Gli aspetti fondamentali della gestione alimentare includono:
- Eliminazione quasi totale delle proteine animali dai pasti quotidiani
- L’uso di alimenti aproteici (pasta, pane, biscotti e farine speciali senza proteine)
- Assunzione di miscele aminoacidiche prive di fenilalanina, prescritte dal medico per garantire un apporto sufficiente dei rimanenti aminoacidi essenziali
- Attenzione alle etichette alimentari per individuare la presenza di fenilalanina o aspartame
- Monitoraggio regolare dei valori ematici di fenilalanina e aggiustamento individuale della dieta
Questo trattamento deve essere iniziato il prima possibile e mantenuto per tutta la vita, o almeno fino al termine dello sviluppo cerebrale. Le linee guida più recenti raccomandano la prosecuzione della dieta anche in età adulta, in particolare per le donne che pianificano una gravidanza, poiché livelli elevati di fenilalanina possono avere effetti tossici anche sul feto.

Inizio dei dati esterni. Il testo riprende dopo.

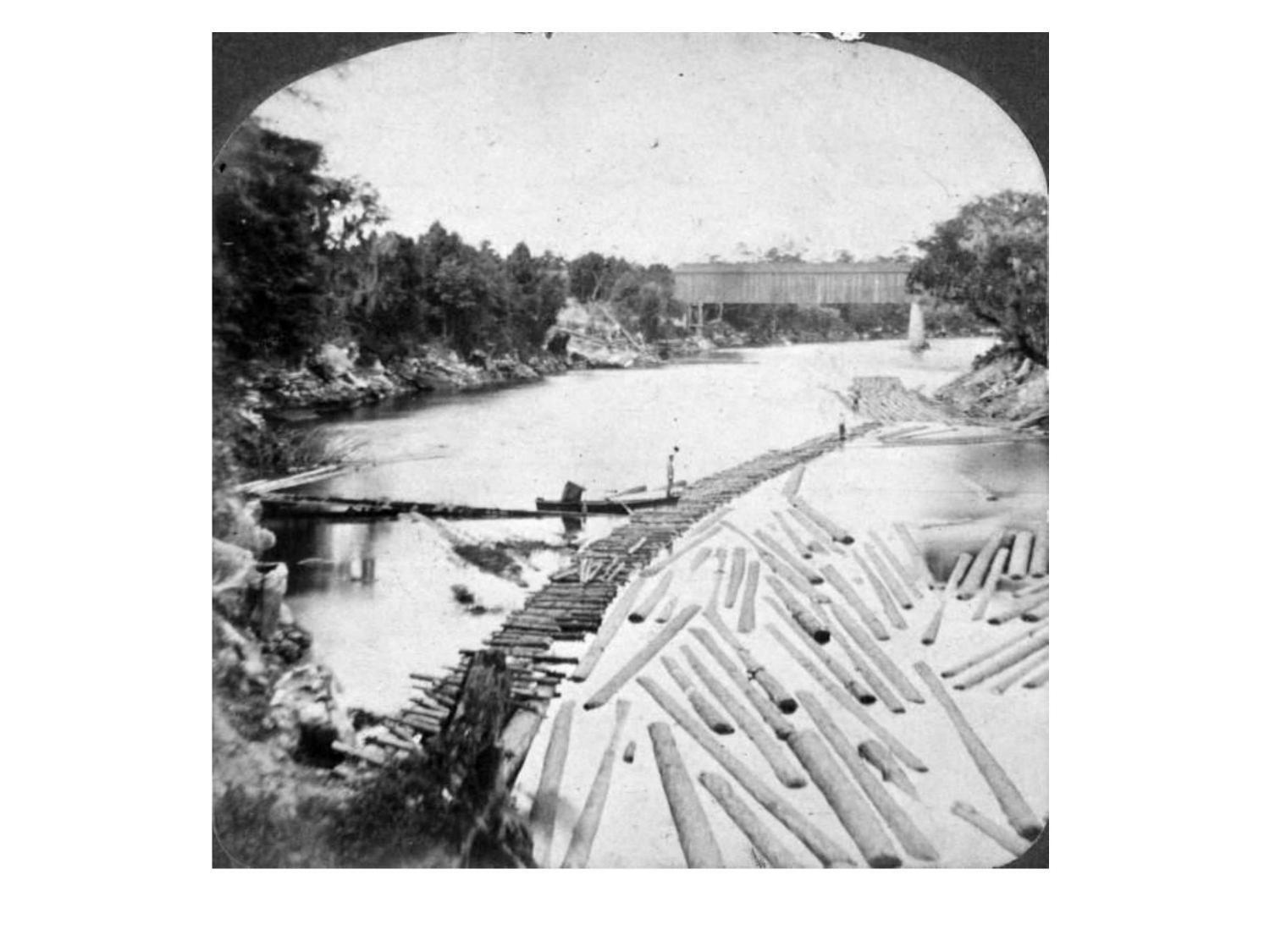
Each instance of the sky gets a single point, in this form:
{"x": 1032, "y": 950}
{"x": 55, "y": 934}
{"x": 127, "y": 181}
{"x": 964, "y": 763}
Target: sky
{"x": 667, "y": 147}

Variabilità clinica, nuove terapie e qualità della vita
La fenilchetonuria non si manifesta in modo identico in tutte le persone: in base alla quantità residua di enzima funzionante, la patologia può presentarsi con gravità differente. Si parla infatti di:
- Fenilchetonuria classica (assenza quasi totale dell’enzima, livelli molto elevati di fenilalanina nel sangue)
- Forme moderate e lievi (presenza di una certa attività enzimatica residua e sintomi meno severi)
- Iperfenilalaninemia benigna (livelli lievemente elevati, di solito senza danno neurologico)
Negli ultimi anni, accanto alla terapia dietetica, sono state proposte nuove opzioni terapeutiche, come l’uso di cofattori enzimatici, sostituti enzimatici ricombinanti e terapie di modulazione genica. Tuttavia, il controllo alimentare resta il perno della gestione della malattia nella maggior parte dei casifenilalanina.
Supporto psicologico e sociale
Vivere con la fenilchetonuria richiede adattamenti costanti e può generare ansia, isolamento sociale, difficoltà nelle occasioni conviviali e nelle attività scolastiche o lavorative. Il sostegno di una rete multidisciplinare — medici, nutrizionisti, psicologi e associazioni di pazienti — è fondamentale per garantire una buona qualità di vita e aiutare le famiglie nell’aderenza al trattamento.
In sintesi, la fenilchetonuria rappresenta un modello di successo della medicina preventiva: lo screening neonatale, insieme a una gestione dietetica personalizzata, permette alle persone affette di condurre una vita pressoché normale, evitando le gravi conseguenze che caratterizzavano questa patologia prima dell’introduzione delle moderne strategie terapeutiche.